One of the benefits of debt financing is that it allows for the preservation of founders’ ownership and can extend a startup’s runway between equity rounds. Founders might consider venture debt to avoid dilution of ownership while still securing the necessary capital to grow the business and meet operational needs. Some other benefits of venture debt are:

  • Founders can delay raising an equity round in a difficult fundraising environment, allowing them to grow the company, meet critical milestones and in turn attain a higher valuation.
  • Companies can negotiate for their next round with additional access to capital, potentially increasing their leverage and demonstrating their creditworthiness to vendors and other outside parties.  

When to consider venture debt

Startups typically secure venture debt after raising equity financing. Venture debt is more suitable for early-stage companies since profitable, later-stage companies often have more established revenue streams and access to a wider array of financing options. 

Understanding the range of deal sizes for venture debt can be important. While median venture debt deal sizes have shown relative consistency, ranging from $2.5 million to $5.3 million each year since 2014, the upper quartile of deal values has seen a dramatic increase, particularly since 2020. This shift highlights the flexibility of providers to support high-growth startups with greater capital needs.

U.S. venture debt deal sizes

U.S. venture debt deal sizes chart

Source: PitchBook

What to consider before taking on venture debt

While the primary benefit of venture debt is the ability to access capital without diluting equity, there are several things to consider before deciding if it is right for your startup’s situation.

  • The obligation to make regular payments can have a negative impact on cash flow.
  • Some debt providers require monthly financial reporting and include covenants in the lending contract that can mandate a certain level of financial performance.
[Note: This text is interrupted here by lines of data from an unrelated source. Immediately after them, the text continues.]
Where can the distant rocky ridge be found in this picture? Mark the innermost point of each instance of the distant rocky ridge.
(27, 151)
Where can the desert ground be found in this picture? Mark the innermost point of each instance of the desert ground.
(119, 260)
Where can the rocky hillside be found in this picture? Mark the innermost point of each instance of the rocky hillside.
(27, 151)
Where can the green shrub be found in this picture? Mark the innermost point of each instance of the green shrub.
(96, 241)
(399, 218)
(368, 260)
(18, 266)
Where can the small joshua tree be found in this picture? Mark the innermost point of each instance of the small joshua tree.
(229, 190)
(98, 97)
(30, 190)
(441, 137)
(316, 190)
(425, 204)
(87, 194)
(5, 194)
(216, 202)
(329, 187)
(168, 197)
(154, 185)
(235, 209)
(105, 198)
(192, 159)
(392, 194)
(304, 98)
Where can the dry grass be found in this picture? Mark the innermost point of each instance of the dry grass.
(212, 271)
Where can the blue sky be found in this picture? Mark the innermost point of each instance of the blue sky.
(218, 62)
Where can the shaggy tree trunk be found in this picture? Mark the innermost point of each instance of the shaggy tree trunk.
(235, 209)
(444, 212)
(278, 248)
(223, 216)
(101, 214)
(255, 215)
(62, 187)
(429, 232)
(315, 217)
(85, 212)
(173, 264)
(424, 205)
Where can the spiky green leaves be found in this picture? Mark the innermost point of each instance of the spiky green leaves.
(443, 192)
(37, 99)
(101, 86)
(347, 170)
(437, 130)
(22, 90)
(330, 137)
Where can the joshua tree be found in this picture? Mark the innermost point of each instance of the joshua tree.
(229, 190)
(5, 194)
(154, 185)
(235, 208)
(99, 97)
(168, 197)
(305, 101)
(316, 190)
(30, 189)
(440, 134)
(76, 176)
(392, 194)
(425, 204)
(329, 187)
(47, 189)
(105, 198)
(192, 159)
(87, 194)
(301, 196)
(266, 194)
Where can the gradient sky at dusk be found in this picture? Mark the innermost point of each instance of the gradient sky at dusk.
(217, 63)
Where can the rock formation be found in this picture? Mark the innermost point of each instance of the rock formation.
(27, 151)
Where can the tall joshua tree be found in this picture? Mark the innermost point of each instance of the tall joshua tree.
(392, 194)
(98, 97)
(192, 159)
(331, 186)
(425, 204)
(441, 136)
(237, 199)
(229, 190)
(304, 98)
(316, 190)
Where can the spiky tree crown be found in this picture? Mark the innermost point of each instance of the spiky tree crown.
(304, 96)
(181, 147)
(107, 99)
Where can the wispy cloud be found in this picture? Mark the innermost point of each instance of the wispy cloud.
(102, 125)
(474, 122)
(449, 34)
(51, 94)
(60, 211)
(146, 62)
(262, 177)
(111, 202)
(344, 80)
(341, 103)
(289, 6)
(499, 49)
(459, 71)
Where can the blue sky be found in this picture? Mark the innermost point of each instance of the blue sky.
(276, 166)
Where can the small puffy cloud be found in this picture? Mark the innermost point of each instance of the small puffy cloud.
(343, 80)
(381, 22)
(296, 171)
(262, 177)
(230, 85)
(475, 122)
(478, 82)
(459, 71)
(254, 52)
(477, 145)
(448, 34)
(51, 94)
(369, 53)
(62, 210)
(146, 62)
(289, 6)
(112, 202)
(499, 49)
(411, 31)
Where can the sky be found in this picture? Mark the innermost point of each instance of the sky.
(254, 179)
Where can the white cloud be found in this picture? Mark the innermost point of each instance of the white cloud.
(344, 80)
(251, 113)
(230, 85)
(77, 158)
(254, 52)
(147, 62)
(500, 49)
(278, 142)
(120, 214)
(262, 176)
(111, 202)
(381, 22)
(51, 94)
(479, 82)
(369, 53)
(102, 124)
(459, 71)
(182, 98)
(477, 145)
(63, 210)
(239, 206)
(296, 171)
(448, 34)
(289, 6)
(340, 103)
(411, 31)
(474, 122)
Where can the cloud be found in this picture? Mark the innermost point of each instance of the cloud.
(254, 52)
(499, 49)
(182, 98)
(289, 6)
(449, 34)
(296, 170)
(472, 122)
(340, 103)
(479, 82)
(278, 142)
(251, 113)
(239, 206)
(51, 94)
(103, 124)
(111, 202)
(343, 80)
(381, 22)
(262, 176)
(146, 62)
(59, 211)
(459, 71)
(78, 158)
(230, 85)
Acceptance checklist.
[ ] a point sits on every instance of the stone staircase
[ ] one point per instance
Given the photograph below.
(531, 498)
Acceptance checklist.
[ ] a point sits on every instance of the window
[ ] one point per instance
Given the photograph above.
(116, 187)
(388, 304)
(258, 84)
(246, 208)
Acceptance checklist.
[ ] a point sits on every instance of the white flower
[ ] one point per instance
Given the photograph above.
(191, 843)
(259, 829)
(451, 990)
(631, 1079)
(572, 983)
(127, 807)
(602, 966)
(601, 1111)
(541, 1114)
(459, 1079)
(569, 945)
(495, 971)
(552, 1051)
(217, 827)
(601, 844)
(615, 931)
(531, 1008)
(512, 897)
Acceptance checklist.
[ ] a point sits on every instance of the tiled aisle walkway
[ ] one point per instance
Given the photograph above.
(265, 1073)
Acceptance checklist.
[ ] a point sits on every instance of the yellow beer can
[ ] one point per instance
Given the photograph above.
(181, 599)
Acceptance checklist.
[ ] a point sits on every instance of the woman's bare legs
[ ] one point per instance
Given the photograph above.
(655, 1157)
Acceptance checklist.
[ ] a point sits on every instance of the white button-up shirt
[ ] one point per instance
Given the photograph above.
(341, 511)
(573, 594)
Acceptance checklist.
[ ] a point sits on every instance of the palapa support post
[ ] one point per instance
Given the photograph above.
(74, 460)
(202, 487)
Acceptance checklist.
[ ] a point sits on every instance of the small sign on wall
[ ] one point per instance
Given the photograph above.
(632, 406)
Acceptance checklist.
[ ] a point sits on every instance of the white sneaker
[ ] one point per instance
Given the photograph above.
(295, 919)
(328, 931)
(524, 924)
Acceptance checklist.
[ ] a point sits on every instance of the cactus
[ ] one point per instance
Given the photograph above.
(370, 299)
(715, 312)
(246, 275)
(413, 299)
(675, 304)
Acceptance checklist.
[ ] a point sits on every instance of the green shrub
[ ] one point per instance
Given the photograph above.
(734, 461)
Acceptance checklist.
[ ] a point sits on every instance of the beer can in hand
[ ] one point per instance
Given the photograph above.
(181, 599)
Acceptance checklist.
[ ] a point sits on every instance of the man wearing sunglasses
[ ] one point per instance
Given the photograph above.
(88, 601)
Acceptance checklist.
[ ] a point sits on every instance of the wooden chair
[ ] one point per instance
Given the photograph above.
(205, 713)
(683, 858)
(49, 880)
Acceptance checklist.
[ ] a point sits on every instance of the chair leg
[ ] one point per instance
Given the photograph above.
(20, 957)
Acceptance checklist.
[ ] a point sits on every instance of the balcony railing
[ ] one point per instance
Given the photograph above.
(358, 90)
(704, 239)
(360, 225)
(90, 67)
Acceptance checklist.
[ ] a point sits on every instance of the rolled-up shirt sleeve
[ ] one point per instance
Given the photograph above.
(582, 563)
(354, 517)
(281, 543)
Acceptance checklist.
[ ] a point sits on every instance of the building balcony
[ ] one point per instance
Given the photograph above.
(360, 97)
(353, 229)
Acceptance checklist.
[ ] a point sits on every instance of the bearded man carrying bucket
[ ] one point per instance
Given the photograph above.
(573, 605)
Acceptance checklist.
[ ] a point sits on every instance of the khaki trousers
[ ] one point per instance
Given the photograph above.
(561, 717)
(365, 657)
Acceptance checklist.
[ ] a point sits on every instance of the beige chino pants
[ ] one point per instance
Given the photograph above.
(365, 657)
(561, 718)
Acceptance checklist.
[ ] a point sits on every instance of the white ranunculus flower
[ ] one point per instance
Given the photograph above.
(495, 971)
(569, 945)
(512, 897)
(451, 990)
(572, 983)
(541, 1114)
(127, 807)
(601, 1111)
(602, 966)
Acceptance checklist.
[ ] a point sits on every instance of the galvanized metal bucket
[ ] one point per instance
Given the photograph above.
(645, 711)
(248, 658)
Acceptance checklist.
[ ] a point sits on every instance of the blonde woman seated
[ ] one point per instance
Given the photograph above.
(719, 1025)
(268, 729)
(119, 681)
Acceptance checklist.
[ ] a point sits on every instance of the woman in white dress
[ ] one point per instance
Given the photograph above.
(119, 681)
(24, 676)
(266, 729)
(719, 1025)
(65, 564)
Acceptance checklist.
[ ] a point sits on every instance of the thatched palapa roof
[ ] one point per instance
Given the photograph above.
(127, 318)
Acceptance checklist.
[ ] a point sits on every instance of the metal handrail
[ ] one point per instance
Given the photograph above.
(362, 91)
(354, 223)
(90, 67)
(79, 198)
These contractual obligations can also prevent the company from making certain strategic actions—such as payment of dividends, M&A and asset sales, among others—without lender consent.
  • Venture debt lenders and equity investors are very different. Equity investors understand that every investment will not generate a return; venture debt lenders expect to be repaid in full.
  • Taking on debt can affect how funders of future equity rounds look at their investment in a company, seeing the scheduled repayment of debt as a inefficient use of growth capital.
  • Too much leverage can limit a company’s ability to exit or raise additional financing. It can also impact growth spending as principal payments start.

Venture debt can positively affect a startup’s valuation by extending its runway and allowing the startup to achieve milestones without diluting ownership. However, it does add a liability to the balance sheet and puts pressure on cash flow.